Exercise-induced dyspnea
Exercise-induced dyspnea is a special situation. Exercise-induced asthma is clinically diagnosed based on dyspnea, with or without wheezing, during exercise. Some patients who have exercise-induced asthma respond very well to pretreatment with bronchodilators or cromolyn, but some do not improve. When nonimprovers are subjected to formal cardiopulmonary exercise testing, many are found to have nonasthmatic diagnoses: laryngomalacia, vocal cord dysfunction, chest wall restriction, hyperventilation, and supraventricular tachycardia. In over half of the nonimprovers, the dyspnea is a normal response to exercise, and no illness is present .

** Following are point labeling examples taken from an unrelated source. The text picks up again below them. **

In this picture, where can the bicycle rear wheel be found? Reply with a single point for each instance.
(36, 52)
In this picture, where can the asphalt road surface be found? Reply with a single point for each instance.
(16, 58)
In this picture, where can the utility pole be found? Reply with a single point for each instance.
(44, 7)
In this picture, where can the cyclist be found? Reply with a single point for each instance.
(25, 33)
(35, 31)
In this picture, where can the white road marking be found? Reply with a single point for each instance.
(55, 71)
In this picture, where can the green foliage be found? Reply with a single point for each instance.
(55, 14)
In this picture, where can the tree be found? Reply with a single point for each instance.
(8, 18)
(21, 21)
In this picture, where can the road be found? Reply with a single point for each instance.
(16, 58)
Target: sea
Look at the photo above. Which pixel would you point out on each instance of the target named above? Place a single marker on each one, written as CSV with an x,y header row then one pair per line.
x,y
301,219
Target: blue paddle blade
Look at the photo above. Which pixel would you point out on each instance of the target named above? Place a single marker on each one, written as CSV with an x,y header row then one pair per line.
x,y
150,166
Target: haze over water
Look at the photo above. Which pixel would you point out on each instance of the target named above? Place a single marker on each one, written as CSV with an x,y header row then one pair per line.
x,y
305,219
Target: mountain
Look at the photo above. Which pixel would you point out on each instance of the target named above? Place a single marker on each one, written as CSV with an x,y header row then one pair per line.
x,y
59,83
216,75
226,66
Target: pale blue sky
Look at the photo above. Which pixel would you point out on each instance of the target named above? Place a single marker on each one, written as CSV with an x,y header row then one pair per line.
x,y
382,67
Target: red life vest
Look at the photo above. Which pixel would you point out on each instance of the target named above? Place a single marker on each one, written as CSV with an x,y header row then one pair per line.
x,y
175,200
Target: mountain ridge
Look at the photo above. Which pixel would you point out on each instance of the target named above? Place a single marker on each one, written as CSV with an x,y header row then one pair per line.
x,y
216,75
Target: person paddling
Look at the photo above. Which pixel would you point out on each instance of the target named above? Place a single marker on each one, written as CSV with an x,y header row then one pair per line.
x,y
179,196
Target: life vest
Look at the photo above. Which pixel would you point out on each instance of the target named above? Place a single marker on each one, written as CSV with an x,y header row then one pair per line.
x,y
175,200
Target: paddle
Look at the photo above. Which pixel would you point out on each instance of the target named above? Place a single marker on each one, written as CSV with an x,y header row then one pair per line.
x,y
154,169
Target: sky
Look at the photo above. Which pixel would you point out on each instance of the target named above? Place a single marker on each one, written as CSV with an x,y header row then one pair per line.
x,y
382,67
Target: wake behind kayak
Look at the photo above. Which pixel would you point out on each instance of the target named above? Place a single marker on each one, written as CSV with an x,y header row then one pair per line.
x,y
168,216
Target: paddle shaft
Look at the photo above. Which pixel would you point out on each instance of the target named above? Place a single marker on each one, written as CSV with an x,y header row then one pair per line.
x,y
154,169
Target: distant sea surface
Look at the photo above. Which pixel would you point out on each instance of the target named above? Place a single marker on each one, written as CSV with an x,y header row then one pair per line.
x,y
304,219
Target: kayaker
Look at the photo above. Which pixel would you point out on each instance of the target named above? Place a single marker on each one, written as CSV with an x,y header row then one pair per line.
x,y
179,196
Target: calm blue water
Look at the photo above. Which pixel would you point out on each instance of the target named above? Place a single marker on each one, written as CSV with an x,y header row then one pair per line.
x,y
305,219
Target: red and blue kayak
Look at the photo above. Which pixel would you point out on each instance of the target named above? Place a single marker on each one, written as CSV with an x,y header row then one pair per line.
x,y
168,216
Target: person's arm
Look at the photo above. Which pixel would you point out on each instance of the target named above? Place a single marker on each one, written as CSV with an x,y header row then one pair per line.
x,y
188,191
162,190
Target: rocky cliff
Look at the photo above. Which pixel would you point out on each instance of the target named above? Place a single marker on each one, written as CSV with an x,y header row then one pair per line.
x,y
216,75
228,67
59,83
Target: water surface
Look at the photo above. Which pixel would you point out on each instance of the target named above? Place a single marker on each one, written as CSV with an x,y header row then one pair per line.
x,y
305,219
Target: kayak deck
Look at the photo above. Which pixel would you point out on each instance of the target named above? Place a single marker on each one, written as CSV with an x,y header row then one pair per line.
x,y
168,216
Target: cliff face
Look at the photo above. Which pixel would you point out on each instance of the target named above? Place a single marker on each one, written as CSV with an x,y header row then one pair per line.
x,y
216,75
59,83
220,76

The presence of dyspnea is a useful symptom in identifying possible asthma, but the expressed level of dyspnea cannot be used to assess the severity of disease without additional, objective information, and dyspnea also may be absent. Dyspnea is a symptom common to many diseases, so that when objective tests are not definitive, or when therapy is not successful, the differential diagnosis is wide. One of the most difficult illnesses to differentiate is chronic obstructive pulmonary disease (COPD). Asthma and COPD may occur together, particularly in asthmatics who have smoked, and in about one third of cases may be diagnostically inseparable . In some cases of severe asthma, there may be no indication of reversible obstruction on initial spirometry, but reversibility can be detected after inhaled steroid therapy. Other asthma mimics that typically cause wheezing or cough were discussed previously. In addition, there are many causes of chronic lung inflammation that produce dyspnea: pulmonary fibrosis, hypersensitivity pneumonitis, sarcoidosis, allergic bronchopulmonary Aspergillosis, Wegener’s granulomatosis, and autoimmune interstitial pneumonitis . Pulmonary emboli also present with dyspnea and, rarely, also with wheezing. Alpha-1 antitrypsin deficiency is common, may occur with or without asthma, and should be sought when dyspnea and/or spirometry are worsening.
Mucus hypersecretion
As a symptom of asthma, phlegm production has been underappreciated, although mucus hypersecretion contributes to airflow limitation, hyperreactivity, morbidity, and mortality . About 9% of asthma patients produce profuse quantities of bronchorrheic sputum during attacks , and many asthmatics complain of excessive phlegm or coughing up mucus balls. In fatal asthma, marked increases in goblet cells are seen, and the mucins secreted by these cells seem to cling to the cells, producing obstructive mucus plugs rather than being cleared by ciliary function . Rheologic properties of asthmatic mucus are altered, so that the secretions are both more adhesive and less fluid . In fact, asthmatic mucus is much more difficult to cough up than is mucus produced in patients who have COPD. Mucociliary clearance is known to be impaired in asthma, probably because of both inflammation and oxidant injury . In stable, mild asthma, mucociliary clearance is decreased significantly, and during severe attacks requiring hospital care, mucociliary clearance is not measurable . Following acute attacks, mucociliary clearance does improve, but it recovers much more slowly than does obstruction. Profuse mucus production is an indicator of poor asthma control , and mucus hypersecretion is reduced when adequate corticosteroid treatment is given . Excess mucus production is generally correlated with severe asthma and with increased morbidity and mortality . In children, cough with mucus production for longer than 6 weeks should be investigated for chronic bacterial infection, cystic fibrosis, hypogammaglobulinemia, and other nonasthmatic causes . Although mucus hypersecretion occurs in other lung diseases, complaints of excess phlegm indicate a need for spirometry and consideration of asthma, and potentially serious asthma, as the cause.